García Montero nos presenta en esta adaptación dirigida por José Carlos Plaza a dos Prometeos, el joven, representado por Fran Perea, y el anciano, por Lluís Homar. A través del primero asistimos al castigo impuesto por Zeus a Prometeo, permanecer encadenado a una roca para las águilas le coman el hígado por toda la eternidad a menos que le cuente su secreto. Ambos, joven y anciano, debaten sobre si fue o no un error entregar el fuego a los humanos, a los “miserables” de los humanos, por todo lo malo y lo bueo que después de aquello hemos provocado, reflejado en los cuadros que conforman ese “desván de la historia” –Los fusilamientos del 3 de Mayo, La Libertad guiando al pueblo, hasta la propia representación del mito con el Prometeo encadenado de Rubens y Snyders –  donde transcurre la acción y que forma parte de la escenografía del murciano Paco Leal, o si por el contrario gracias a eso los humanos hemos hecho cosas que han provocado que aquel sacrificio merezca la pena.

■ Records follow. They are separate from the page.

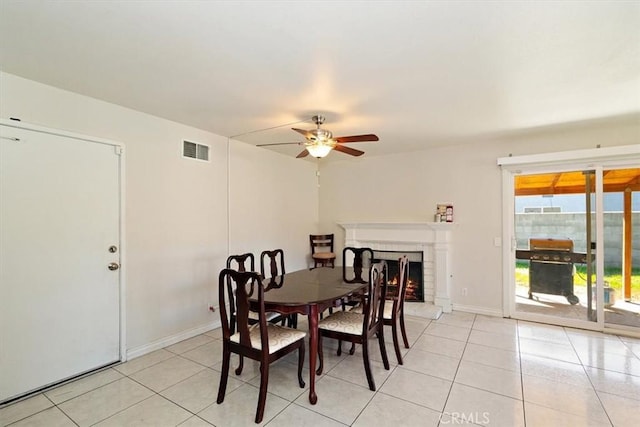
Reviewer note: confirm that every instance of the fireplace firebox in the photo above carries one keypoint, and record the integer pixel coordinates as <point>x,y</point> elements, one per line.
<point>415,285</point>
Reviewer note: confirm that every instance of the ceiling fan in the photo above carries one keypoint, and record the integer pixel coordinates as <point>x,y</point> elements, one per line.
<point>320,142</point>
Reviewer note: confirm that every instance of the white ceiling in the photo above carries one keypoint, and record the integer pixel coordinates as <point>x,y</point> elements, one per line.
<point>416,73</point>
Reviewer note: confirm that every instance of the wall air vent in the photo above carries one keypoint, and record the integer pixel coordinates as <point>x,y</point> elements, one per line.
<point>196,151</point>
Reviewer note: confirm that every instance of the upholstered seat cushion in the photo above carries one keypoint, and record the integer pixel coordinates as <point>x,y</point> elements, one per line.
<point>388,309</point>
<point>279,336</point>
<point>324,255</point>
<point>270,315</point>
<point>349,322</point>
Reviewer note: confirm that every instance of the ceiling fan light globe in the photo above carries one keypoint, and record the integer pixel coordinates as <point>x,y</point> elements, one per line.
<point>321,135</point>
<point>319,150</point>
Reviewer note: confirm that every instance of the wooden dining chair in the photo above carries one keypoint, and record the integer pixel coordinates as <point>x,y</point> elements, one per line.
<point>360,327</point>
<point>239,263</point>
<point>322,250</point>
<point>263,341</point>
<point>355,262</point>
<point>272,269</point>
<point>394,306</point>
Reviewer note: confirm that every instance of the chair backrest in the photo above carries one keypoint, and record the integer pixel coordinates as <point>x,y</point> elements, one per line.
<point>360,259</point>
<point>243,285</point>
<point>398,293</point>
<point>240,261</point>
<point>374,300</point>
<point>322,241</point>
<point>274,261</point>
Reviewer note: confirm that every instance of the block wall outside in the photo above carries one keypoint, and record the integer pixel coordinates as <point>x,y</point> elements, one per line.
<point>572,226</point>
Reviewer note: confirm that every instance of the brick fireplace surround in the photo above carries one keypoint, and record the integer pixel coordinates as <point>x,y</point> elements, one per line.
<point>433,239</point>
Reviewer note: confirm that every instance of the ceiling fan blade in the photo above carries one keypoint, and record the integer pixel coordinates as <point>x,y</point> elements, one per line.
<point>357,138</point>
<point>348,150</point>
<point>303,132</point>
<point>279,143</point>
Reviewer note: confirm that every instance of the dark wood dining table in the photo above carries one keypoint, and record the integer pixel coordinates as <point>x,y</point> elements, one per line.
<point>309,292</point>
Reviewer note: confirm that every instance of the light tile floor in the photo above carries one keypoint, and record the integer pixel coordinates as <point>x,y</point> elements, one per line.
<point>460,369</point>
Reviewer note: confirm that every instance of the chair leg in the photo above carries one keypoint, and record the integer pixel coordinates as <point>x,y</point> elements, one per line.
<point>240,365</point>
<point>383,349</point>
<point>404,330</point>
<point>396,345</point>
<point>320,356</point>
<point>224,375</point>
<point>353,348</point>
<point>264,381</point>
<point>367,365</point>
<point>300,365</point>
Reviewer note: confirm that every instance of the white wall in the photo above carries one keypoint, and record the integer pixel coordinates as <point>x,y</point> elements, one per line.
<point>407,187</point>
<point>177,209</point>
<point>278,193</point>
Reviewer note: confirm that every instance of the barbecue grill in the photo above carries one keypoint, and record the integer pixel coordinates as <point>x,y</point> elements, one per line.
<point>551,267</point>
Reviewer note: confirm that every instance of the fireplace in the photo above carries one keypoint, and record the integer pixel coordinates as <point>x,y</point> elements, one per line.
<point>432,240</point>
<point>415,285</point>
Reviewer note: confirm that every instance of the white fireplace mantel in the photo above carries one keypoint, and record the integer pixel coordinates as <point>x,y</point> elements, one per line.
<point>434,239</point>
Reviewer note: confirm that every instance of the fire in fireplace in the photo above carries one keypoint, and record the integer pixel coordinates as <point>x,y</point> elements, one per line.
<point>415,287</point>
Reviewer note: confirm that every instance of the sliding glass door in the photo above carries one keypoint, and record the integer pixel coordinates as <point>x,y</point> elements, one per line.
<point>573,230</point>
<point>555,235</point>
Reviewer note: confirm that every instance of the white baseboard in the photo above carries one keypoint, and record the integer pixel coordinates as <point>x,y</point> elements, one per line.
<point>477,310</point>
<point>167,341</point>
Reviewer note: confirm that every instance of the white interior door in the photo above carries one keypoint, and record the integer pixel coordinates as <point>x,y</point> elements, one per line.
<point>59,216</point>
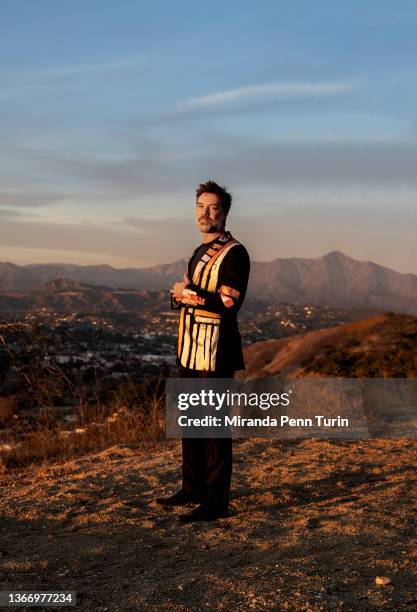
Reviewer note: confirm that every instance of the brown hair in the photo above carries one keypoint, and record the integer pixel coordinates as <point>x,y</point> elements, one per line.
<point>225,198</point>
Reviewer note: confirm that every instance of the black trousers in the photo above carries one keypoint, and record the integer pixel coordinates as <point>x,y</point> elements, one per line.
<point>207,462</point>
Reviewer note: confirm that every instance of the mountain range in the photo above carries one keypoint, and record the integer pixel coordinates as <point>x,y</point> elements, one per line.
<point>335,280</point>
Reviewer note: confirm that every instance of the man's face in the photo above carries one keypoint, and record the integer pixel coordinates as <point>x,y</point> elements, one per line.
<point>209,214</point>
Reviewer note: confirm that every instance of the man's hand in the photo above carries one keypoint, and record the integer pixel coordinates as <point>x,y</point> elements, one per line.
<point>186,296</point>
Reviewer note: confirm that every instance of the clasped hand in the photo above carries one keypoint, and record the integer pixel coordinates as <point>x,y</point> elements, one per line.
<point>186,296</point>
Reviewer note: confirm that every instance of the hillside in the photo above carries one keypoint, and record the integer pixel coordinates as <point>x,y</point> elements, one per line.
<point>334,280</point>
<point>312,524</point>
<point>382,346</point>
<point>65,295</point>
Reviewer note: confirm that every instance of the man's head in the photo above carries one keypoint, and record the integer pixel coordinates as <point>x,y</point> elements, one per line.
<point>212,206</point>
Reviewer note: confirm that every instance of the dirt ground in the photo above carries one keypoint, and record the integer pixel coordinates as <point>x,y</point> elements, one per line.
<point>313,523</point>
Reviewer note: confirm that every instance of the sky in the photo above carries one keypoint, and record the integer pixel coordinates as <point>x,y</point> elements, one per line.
<point>111,113</point>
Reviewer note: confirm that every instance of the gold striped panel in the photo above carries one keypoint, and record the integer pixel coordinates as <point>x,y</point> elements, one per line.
<point>181,331</point>
<point>193,344</point>
<point>213,347</point>
<point>186,343</point>
<point>205,313</point>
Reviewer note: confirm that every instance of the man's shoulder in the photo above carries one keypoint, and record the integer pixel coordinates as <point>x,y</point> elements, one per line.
<point>238,248</point>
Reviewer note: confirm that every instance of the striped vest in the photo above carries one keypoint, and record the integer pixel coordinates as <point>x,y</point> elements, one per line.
<point>199,329</point>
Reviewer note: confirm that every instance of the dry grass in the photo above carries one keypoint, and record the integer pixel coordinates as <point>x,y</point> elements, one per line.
<point>139,422</point>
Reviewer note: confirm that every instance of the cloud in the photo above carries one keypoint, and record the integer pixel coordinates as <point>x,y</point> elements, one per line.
<point>301,89</point>
<point>16,83</point>
<point>30,198</point>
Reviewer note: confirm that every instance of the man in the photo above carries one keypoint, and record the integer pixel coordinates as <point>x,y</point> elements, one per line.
<point>209,345</point>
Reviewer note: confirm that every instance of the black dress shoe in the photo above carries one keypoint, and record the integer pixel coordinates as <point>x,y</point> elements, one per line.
<point>204,512</point>
<point>178,499</point>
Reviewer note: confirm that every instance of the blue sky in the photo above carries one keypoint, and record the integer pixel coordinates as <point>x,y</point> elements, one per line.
<point>112,112</point>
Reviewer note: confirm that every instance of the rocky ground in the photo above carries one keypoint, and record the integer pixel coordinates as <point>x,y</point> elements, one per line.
<point>313,523</point>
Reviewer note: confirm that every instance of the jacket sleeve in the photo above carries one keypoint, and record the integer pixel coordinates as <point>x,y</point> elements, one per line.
<point>232,283</point>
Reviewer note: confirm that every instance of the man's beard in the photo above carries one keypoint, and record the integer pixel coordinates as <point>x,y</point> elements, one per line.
<point>209,227</point>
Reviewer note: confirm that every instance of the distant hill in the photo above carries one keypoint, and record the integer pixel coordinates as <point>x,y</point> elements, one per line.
<point>334,280</point>
<point>382,346</point>
<point>65,295</point>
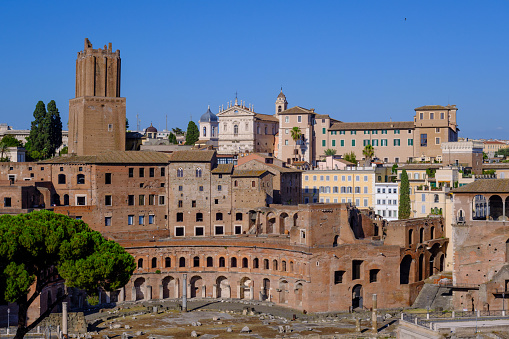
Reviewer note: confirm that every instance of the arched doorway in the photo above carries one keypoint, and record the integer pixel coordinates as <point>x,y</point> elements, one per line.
<point>168,287</point>
<point>139,287</point>
<point>196,286</point>
<point>404,269</point>
<point>283,292</point>
<point>245,288</point>
<point>357,300</point>
<point>223,288</point>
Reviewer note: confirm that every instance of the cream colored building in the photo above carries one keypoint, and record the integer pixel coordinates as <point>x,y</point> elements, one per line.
<point>241,130</point>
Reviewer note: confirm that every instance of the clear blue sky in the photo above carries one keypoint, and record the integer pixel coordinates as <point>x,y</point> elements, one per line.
<point>353,60</point>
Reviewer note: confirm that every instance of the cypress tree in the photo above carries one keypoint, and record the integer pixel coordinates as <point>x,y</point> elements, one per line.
<point>192,134</point>
<point>404,196</point>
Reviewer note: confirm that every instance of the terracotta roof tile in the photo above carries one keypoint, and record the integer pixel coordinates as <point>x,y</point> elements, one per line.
<point>192,156</point>
<point>341,126</point>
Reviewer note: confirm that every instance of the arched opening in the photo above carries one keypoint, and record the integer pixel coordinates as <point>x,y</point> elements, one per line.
<point>139,287</point>
<point>298,294</point>
<point>421,267</point>
<point>265,289</point>
<point>404,269</point>
<point>245,288</point>
<point>496,208</point>
<point>283,292</point>
<point>196,283</point>
<point>223,287</point>
<point>357,298</point>
<point>169,287</point>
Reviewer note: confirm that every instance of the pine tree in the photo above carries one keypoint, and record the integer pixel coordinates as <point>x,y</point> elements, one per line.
<point>192,134</point>
<point>404,196</point>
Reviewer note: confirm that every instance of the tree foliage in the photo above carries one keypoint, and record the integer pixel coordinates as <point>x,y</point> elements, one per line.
<point>193,134</point>
<point>404,196</point>
<point>46,131</point>
<point>330,151</point>
<point>351,157</point>
<point>36,244</point>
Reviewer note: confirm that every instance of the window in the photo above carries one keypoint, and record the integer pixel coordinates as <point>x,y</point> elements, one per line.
<point>338,277</point>
<point>199,231</point>
<point>356,269</point>
<point>424,140</point>
<point>179,231</point>
<point>180,217</point>
<point>373,275</point>
<point>81,179</point>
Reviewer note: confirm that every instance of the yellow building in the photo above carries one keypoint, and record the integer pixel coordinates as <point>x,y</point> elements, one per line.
<point>354,185</point>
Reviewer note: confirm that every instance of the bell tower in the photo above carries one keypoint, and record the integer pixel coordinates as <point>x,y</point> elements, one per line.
<point>97,113</point>
<point>281,103</point>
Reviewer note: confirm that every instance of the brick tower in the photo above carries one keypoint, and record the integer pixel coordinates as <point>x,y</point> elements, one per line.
<point>97,114</point>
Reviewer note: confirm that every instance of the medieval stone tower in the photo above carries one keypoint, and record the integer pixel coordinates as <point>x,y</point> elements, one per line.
<point>97,114</point>
<point>281,103</point>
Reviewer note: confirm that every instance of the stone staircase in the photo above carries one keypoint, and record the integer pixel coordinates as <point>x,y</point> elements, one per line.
<point>434,297</point>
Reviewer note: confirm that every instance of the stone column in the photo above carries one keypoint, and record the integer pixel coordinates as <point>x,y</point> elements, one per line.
<point>374,316</point>
<point>148,295</point>
<point>184,293</point>
<point>64,319</point>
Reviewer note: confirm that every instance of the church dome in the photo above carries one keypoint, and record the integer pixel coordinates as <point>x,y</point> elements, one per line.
<point>208,116</point>
<point>151,129</point>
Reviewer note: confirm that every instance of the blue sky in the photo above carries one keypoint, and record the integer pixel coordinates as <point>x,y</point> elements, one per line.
<point>353,60</point>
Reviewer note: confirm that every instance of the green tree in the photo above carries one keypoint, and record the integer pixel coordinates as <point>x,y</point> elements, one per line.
<point>329,152</point>
<point>192,134</point>
<point>404,196</point>
<point>172,138</point>
<point>351,157</point>
<point>39,243</point>
<point>369,153</point>
<point>11,141</point>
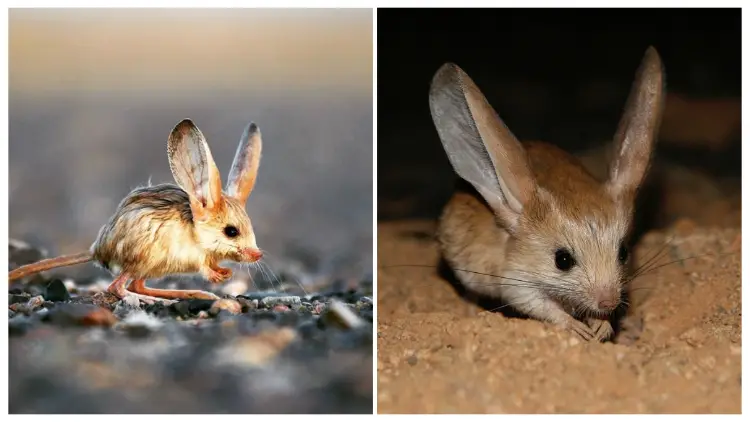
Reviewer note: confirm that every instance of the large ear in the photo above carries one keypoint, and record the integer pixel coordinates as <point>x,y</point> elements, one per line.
<point>193,167</point>
<point>638,128</point>
<point>245,166</point>
<point>482,150</point>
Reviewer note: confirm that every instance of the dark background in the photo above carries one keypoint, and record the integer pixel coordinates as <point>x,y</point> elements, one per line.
<point>559,75</point>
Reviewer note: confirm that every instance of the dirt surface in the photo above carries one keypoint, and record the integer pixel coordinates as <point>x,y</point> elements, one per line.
<point>440,353</point>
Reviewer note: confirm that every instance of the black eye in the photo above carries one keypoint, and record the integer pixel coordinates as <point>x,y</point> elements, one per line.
<point>564,260</point>
<point>623,254</point>
<point>231,231</point>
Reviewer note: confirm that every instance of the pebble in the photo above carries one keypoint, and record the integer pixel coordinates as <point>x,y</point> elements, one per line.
<point>140,324</point>
<point>229,305</point>
<point>247,305</point>
<point>256,350</point>
<point>187,308</point>
<point>125,306</point>
<point>71,285</point>
<point>339,315</point>
<point>234,288</point>
<point>270,301</point>
<point>56,291</point>
<point>67,314</point>
<point>29,306</point>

Lluís Homar y Fran Perea se baten en un duelo interpretativo en el que el segundo no sale perdiendo para nada. Ponerse frente a frente de Homar dando vida al mismo personaje no es fácil y Perea sale airoso del reto. Lluís Homar nos trae a un Prometeo maduro, de vuelta de todo, que intenta justificar ante su yo más joven lo que hicieron, socarrón y cariñoso. Perea nos muestra al Prometeo más enérgico, rabioso contra Zeus y contra los hombres que no han aprovechado bien la oportunidad que les dio. Amaia Salamanca como IO, Fernando Sansegundo como Océano, Israel Frías como Hefesto y Alberto Iglesias como Hermes completan un reparto principal al que acompaña el coro formado por Las Furias, Fuerza, Crueldad y Violencia así como por Compasión y Libertad todo ellos vestidos por Pedro Moreno que, junto y la mencionada escenografía e iluminación de Paco Leal, consiguen una puesta en escena abrumadora. Los dos Prometeos nos regalaron una maravillosa noche de teatro que el público agradeció con un rotundo y larguísimo aplauso. Una pena que la representación no cuente con más fechas y que solo unos cuantos afortunados hayamos podido disfrutar de este duelo de madurez y juventud, positivismo y negatividad de estos dos Prometeos que terminaron fundidos en un abrazo al acabar la función creyéndose totalmente ocultos por la roca del águila.